CNJ staff photo: Tony Bullocks A Melrose woman said a prior tenant left thousands of tires on her property when he moved, leaving her to deal with state environment violations until Curry County stepped in and obtained a more than $14,000 state grant to have them removed.
Ruth Ashley of Melrose is just plum tired out after more than three years trying to get rid of mountains of tires on her property.
She says the tires were left by a former tenant.
Under pressure from state environment agents and lacking the money and manpower to do it herself, Ashley said Monday she was relieved when she heard Curry County would be helping her get them moved.

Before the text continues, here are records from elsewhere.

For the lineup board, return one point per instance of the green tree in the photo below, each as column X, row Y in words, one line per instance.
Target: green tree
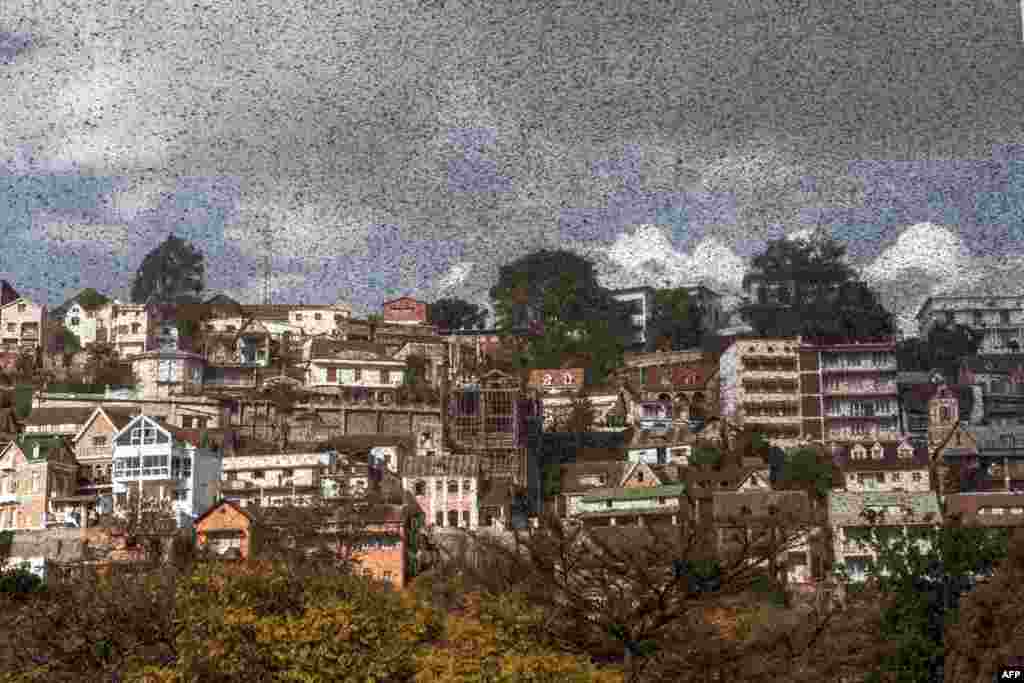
column 921, row 578
column 676, row 321
column 805, row 287
column 173, row 272
column 556, row 294
column 454, row 313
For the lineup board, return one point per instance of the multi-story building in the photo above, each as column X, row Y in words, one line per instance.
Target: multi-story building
column 849, row 391
column 287, row 477
column 159, row 461
column 760, row 387
column 446, row 488
column 129, row 326
column 34, row 469
column 881, row 466
column 897, row 513
column 999, row 318
column 22, row 325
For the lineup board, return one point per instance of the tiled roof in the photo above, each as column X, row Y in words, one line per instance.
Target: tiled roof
column 58, row 416
column 452, row 465
column 759, row 505
column 846, row 507
column 637, row 494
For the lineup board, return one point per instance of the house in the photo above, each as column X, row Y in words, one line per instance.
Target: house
column 761, row 387
column 740, row 518
column 167, row 373
column 446, row 488
column 90, row 318
column 130, row 327
column 164, row 462
column 866, row 466
column 359, row 369
column 406, row 310
column 642, row 496
column 999, row 318
column 988, row 509
column 287, row 476
column 386, row 549
column 848, row 391
column 896, row 513
column 55, row 420
column 22, row 324
column 34, row 469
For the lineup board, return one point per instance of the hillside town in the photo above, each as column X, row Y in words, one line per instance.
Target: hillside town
column 404, row 416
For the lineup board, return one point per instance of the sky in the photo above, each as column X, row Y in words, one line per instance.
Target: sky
column 382, row 147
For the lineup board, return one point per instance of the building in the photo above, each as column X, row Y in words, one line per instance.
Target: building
column 878, row 466
column 897, row 513
column 361, row 370
column 446, row 488
column 761, row 387
column 164, row 462
column 291, row 476
column 999, row 318
column 22, row 325
column 849, row 391
column 34, row 469
column 406, row 310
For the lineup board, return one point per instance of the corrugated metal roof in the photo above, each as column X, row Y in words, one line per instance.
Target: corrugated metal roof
column 638, row 494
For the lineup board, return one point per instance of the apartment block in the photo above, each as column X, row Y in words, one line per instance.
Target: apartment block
column 761, row 387
column 849, row 391
column 999, row 318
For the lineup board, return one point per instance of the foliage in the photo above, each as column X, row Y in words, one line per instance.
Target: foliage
column 943, row 349
column 921, row 579
column 676, row 321
column 453, row 313
column 805, row 287
column 805, row 468
column 172, row 272
column 556, row 294
column 19, row 582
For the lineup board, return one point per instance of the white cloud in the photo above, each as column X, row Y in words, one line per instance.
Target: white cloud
column 647, row 257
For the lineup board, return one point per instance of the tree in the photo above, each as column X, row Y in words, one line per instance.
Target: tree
column 556, row 295
column 173, row 272
column 453, row 313
column 921, row 579
column 944, row 348
column 676, row 321
column 805, row 287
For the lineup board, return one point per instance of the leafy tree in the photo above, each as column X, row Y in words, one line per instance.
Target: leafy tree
column 921, row 579
column 805, row 287
column 173, row 272
column 944, row 349
column 676, row 321
column 557, row 295
column 453, row 313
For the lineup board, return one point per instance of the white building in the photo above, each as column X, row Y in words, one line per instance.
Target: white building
column 999, row 318
column 159, row 461
column 898, row 513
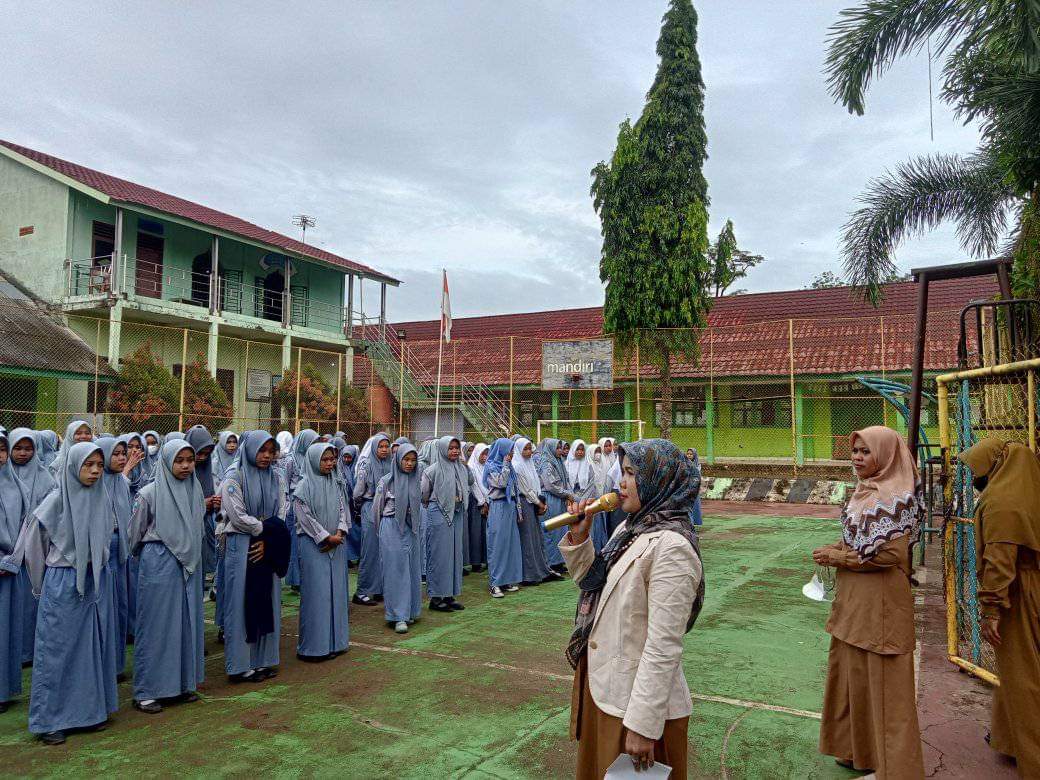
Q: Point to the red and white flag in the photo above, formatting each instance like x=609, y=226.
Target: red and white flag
x=445, y=309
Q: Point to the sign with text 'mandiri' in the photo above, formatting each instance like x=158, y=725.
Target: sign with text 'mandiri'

The county announced Thursday it received a $14,375 grant from the New Mexico Solid Waste Bureau to help Ashley clean her property.
County Grant Writer Rachel Visser said the county requested the grant because the tires had to be removed and properly disposed of but the job was more than one person could reasonably accomplish.
“The state determined that site was a health hazard and a fire hazard. We had to get an excavating and operating truck to take the tires to Denver City, Texas.”
“It was such a large amount of tires, there was no way…(Ashley) as a regular citizen could even attempt to move that amount of tires.”
Visser said the grant will pay to remove 3,600 tires of varying sizes from the land on Curry Road AL, north of Melrose.
Ashley was not aware of the grant award when interviewed Monday and said all she knew was she was finally getting some relief.
She said when a tenant who was renting her farm vacated the property about four years ago, she realized she was stuck with a problem.
She said she knew the tires were there, but had been assured they would be removed.
“He would always say he had a chipper coming,” she said, but instead the tire piles just continued to grow.
Officials with the state environment department could not be reached for comment regarding any enforcement action that might have been taken against Ashley’s former tenant.
The prior tenant could not be located for comment.
Ashley said the environment department started pressuring her after the tenant left, telling her to properly dispose of the tires at a licensed hazardous waste facility.
She said she understood the concern but struggled to address it.
“It’s an eyesore out there plus all the critters that could bed down in them,” she said. “It cost me to haul them… I don’t have the money.”
Though Ashley said she took four or five trailer loads to the nearest licensed rubber receptacle in Denver City, Texas, the piles barely shrunk and the cost and labor involved became more than she could handle.
“Oh heavens, I wouldn’t even begin to count them. There’s piles and piles out there,” she said, explaining she was charged extra when she unloaded larger tires from tractors and heavy equipment.
Ashley said she’s glad the county stepped in and excited to get rid of the tires, with three truckloads gone already.
She said the property belonged to her husband’s family and was passed to her when he died. It is now home to her newly-married son and Ashley said she hopes they improve it over coming years as they build their family.